Софья Николаевна зарделась от удовольствия.
Она проводила меня в учительскую, где, как и обещала, познакомила с бывшими учениками Кускова, ныне продолжающими его дело.
Учителя, вызвавшие мой интерес, оказались достойными его. Начать можно с того, что они совершенно не походили на тот стереотип учителя, что сложился у меня еще со времен моей учебы в школе. Троица молодых специалистов походила на компанию детей, неожиданно для себя ставших похожими на взрослых. По сравнению с остальными учителями они выглядели, можно сказать, вызывающе. Как и дети, они были одеты в новую интерпретацию единой школьной формы – джинсовые сарафаны и двойки, сочетающиеся с белыми рубашками. Они разговаривали на сложном языке, доступном пониманию лишь современным подросткам. Вместе с тем, в общении с ними довольно остро осознавался тот факт, что говоришь ты все же с людьми, которые несут свет знания дремучему и дикому народу под названием «дети». Наверно, именно такими и должны быть учителя: молодыми, еще не забывшими прелести осознания, что смог придумать ни с чем не сравнимую гадость своему другу, и понимающими, что гранит науки вполне способен приподнять твои способности к каверзам на новый уровень.

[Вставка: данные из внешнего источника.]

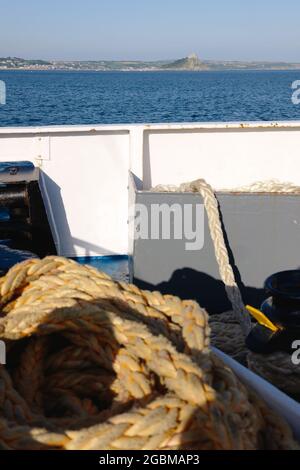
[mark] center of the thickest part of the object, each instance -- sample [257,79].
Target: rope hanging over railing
[226,335]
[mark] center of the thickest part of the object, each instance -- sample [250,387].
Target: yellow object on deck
[261,318]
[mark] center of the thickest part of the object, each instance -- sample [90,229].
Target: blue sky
[156,29]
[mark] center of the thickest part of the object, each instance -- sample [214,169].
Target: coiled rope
[278,367]
[98,364]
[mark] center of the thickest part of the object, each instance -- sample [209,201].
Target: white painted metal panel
[84,185]
[226,158]
[85,169]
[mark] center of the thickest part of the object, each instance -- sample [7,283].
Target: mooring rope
[226,335]
[98,364]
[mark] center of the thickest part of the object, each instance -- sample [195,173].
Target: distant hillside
[17,63]
[192,62]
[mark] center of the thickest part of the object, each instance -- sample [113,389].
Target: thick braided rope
[97,364]
[277,368]
[225,269]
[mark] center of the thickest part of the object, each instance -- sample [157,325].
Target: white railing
[85,169]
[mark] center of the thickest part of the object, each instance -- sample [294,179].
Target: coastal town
[189,63]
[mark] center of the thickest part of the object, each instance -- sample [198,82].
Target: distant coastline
[190,63]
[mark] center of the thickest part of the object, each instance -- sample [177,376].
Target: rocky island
[189,63]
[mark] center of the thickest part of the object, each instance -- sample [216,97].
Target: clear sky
[155,29]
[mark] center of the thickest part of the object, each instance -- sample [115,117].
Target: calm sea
[45,98]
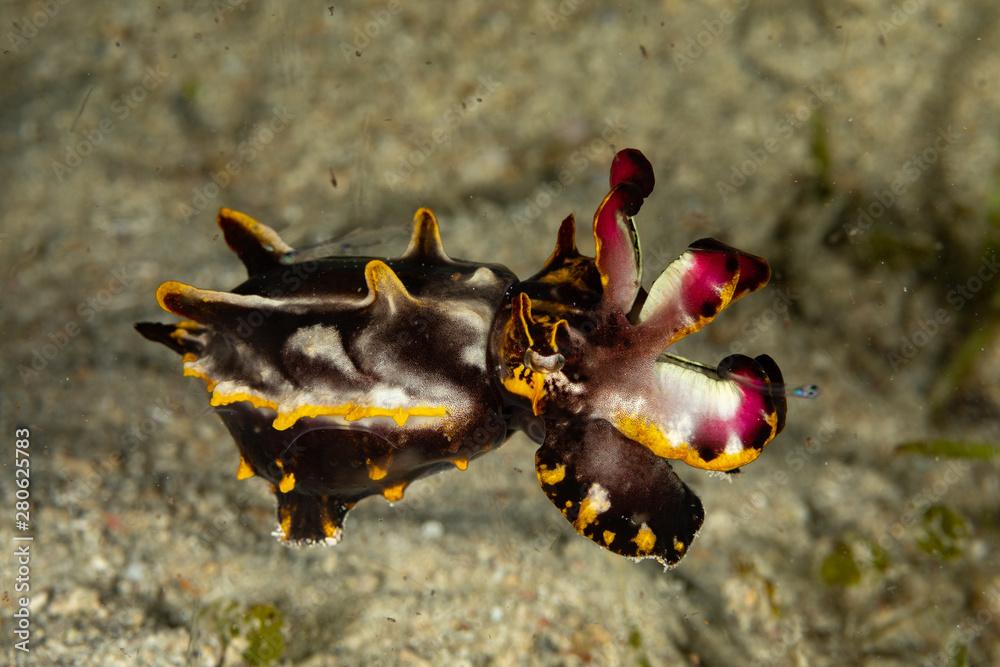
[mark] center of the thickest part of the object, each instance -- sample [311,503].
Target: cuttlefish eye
[541,363]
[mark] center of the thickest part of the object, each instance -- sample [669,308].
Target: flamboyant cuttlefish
[346,377]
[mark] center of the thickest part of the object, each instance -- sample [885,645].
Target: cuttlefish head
[585,346]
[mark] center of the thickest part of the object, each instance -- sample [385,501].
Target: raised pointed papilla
[257,245]
[425,243]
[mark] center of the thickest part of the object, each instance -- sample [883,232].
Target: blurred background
[854,143]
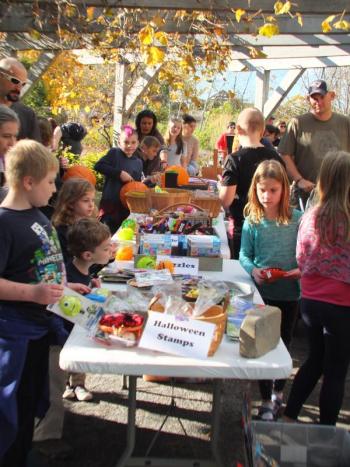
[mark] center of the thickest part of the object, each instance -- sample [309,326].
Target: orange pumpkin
[131,186]
[182,179]
[80,171]
[124,253]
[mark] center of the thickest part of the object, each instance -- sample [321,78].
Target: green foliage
[98,138]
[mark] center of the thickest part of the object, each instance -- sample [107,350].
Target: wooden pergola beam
[281,91]
[306,6]
[38,68]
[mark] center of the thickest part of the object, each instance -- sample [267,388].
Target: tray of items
[184,232]
[184,212]
[207,200]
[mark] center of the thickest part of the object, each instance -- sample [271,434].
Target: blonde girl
[75,201]
[323,255]
[268,241]
[175,150]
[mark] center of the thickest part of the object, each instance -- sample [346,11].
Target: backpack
[74,131]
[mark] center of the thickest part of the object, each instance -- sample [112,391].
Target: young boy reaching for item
[89,242]
[31,277]
[152,165]
[239,169]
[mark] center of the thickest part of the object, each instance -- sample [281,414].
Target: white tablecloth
[81,354]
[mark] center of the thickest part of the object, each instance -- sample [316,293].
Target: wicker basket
[173,196]
[215,314]
[138,201]
[208,201]
[199,216]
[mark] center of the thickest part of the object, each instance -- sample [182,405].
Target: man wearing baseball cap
[310,136]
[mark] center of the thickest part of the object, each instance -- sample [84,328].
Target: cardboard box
[210,264]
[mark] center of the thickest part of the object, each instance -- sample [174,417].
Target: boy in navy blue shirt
[31,277]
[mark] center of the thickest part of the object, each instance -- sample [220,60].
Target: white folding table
[81,354]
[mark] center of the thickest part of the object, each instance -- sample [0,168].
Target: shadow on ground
[97,430]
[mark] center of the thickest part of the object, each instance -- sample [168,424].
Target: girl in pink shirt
[323,255]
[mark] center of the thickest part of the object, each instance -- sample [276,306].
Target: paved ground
[96,430]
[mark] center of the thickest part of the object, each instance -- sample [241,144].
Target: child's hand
[125,177]
[79,288]
[96,282]
[45,294]
[293,274]
[257,276]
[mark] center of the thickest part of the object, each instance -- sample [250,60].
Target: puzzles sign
[177,335]
[183,264]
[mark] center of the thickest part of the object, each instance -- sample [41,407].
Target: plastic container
[298,445]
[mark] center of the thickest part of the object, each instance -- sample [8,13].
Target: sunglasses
[12,79]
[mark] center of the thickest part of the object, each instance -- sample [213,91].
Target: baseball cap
[318,87]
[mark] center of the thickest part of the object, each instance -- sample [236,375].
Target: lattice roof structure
[55,25]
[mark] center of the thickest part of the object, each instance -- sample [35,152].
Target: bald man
[13,77]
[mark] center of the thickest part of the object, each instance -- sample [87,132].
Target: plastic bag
[210,293]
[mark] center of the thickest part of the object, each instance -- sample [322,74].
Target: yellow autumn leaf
[154,55]
[256,53]
[219,30]
[90,13]
[343,24]
[157,21]
[34,34]
[70,11]
[161,37]
[239,13]
[268,30]
[146,35]
[282,8]
[326,27]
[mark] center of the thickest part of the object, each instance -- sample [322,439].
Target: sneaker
[68,393]
[82,394]
[265,414]
[277,405]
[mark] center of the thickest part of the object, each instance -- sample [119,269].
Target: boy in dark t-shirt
[239,169]
[89,242]
[120,165]
[31,277]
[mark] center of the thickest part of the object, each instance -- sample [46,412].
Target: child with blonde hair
[268,241]
[75,200]
[175,152]
[323,255]
[31,276]
[239,169]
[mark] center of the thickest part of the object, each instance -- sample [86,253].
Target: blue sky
[243,83]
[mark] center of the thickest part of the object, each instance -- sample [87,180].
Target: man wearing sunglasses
[13,77]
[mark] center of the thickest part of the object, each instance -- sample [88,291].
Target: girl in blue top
[269,241]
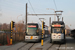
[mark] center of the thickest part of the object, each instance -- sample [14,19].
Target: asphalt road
[69,45]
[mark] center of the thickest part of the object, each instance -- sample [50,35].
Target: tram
[57,32]
[33,33]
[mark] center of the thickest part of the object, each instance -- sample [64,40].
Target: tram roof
[32,23]
[59,22]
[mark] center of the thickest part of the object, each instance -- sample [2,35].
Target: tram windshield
[31,30]
[57,30]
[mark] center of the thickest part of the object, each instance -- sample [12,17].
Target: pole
[11,33]
[26,18]
[42,35]
[49,21]
[58,18]
[62,18]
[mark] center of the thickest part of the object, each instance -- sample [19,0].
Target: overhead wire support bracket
[43,14]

Надо сказать, что троица совершенно комфортно чувствовала себя среди своих бывших учителей, ныне ставших коллегами. В тот момент, когда я в компании Софьи Николаевны переступила порог учительской, там шло оживленное обсуждение какого-то, видимо, уже довольно наболевшего вопроса. Беседа не прекратилась после моего представления, просто перетекла в новое русло. Каждый из присутствующих счел своим долгом сказать что-нибудь хорошее о Петре Ивановиче. Естественно, из гомона этой, в принципе, очень обособленной касты нашего народонаселения я ничего нового не узнала. Петра Ивановича все любили, уважали и преклонялись перед его талантом общения с детьми.

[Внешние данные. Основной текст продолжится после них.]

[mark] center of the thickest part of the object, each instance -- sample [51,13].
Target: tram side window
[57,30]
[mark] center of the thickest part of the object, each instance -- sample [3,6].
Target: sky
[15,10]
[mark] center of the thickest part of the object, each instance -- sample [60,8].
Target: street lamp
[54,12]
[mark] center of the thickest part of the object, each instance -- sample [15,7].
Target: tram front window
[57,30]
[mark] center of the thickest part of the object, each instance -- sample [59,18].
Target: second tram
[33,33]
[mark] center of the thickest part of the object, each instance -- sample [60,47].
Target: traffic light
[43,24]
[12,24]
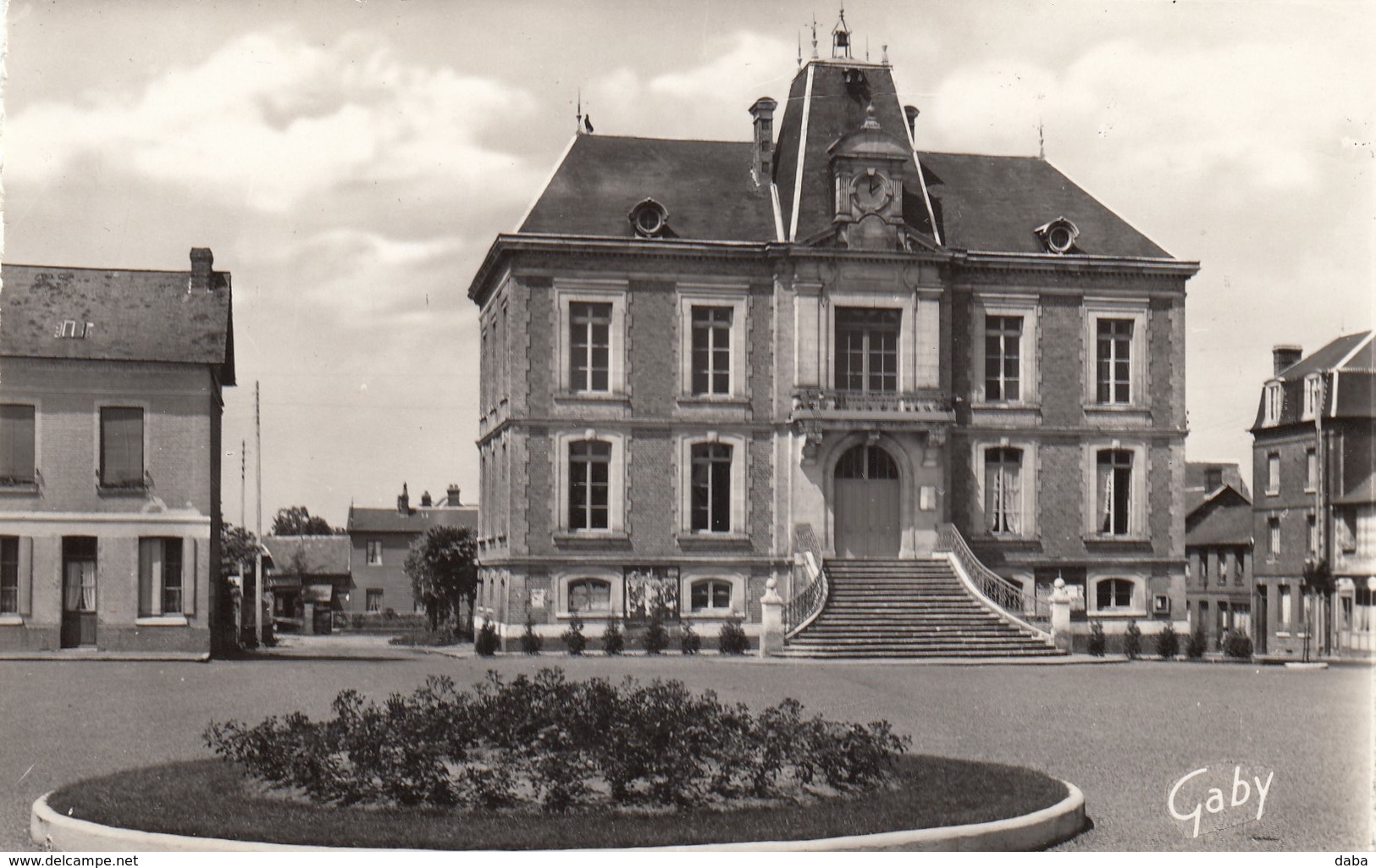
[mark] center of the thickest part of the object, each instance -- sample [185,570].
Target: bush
[1167,643]
[528,641]
[1196,645]
[614,641]
[1237,645]
[732,639]
[656,637]
[559,743]
[1133,641]
[574,639]
[1097,641]
[689,641]
[488,641]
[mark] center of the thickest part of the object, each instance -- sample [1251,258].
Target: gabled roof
[132,315]
[367,520]
[318,555]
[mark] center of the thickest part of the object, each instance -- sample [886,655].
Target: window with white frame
[1002,358]
[710,596]
[1313,395]
[1003,490]
[1273,398]
[161,575]
[1114,486]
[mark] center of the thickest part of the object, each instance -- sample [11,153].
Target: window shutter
[26,575]
[191,575]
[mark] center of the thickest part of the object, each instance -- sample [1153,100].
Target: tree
[444,570]
[299,522]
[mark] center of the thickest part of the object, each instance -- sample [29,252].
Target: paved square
[1123,733]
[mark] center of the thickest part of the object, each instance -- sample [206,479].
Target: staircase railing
[805,607]
[1009,599]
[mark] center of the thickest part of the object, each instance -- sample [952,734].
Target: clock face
[871,190]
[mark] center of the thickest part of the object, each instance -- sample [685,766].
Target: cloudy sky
[350,163]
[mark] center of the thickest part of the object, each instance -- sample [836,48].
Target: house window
[1114,594]
[589,473]
[1115,491]
[161,575]
[8,575]
[710,594]
[1313,395]
[1273,399]
[17,445]
[711,350]
[121,447]
[589,347]
[1003,490]
[710,483]
[1002,372]
[867,350]
[1114,362]
[589,596]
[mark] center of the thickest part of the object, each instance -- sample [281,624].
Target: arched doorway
[867,504]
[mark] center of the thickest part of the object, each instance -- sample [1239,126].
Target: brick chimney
[1285,355]
[202,262]
[763,113]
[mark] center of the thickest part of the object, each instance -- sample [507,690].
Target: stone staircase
[909,608]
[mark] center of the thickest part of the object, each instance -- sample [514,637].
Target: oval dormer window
[1058,235]
[649,219]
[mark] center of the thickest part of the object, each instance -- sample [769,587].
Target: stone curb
[1034,831]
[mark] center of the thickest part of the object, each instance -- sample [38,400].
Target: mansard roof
[132,315]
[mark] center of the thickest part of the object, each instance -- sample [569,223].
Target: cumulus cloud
[271,120]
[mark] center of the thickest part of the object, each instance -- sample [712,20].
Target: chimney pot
[202,262]
[1284,357]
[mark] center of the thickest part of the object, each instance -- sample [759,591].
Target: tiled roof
[367,520]
[321,555]
[134,315]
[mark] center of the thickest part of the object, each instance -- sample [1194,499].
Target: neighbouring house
[1218,550]
[1314,511]
[380,539]
[710,366]
[110,403]
[310,579]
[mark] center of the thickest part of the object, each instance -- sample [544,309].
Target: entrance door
[867,504]
[77,592]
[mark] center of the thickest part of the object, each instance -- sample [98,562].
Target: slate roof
[134,315]
[323,555]
[369,520]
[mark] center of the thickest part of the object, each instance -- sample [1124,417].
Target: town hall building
[819,361]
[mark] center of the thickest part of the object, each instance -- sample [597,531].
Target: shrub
[559,743]
[1097,641]
[656,637]
[488,641]
[732,639]
[689,641]
[1196,645]
[528,641]
[614,641]
[574,639]
[1237,645]
[1133,641]
[1167,643]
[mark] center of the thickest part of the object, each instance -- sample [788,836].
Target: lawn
[213,798]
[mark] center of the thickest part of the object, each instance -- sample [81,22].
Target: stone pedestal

Откланявшись, я тепло со всеми попрощалась. Пришлось пообещать прислать им копию своей статьи, ведь в школе его считали чем-то вроде миссии.
Вторым пунктом в моем плане шла библиотека. Туда я и направилась, не позволив себе даже соблазниться посещением какого-нибудь общепитательного заведения. Глядя на красочные вывески с изображением кулинарных изысков, я неожиданно поняла, что проголодалась.
Но нет, мужественно задушив робкий голос, звавший насладиться фаршированным яблоками гусем, я направила свои многострадальные стопы в ставшее мистическим в наше время место. Библиотека поразила меня тем, что полностью скопировала картину из моих воспоминаний. Такие же высокие потолки, огромные окна, старенькие столы и стеллажи с книгами.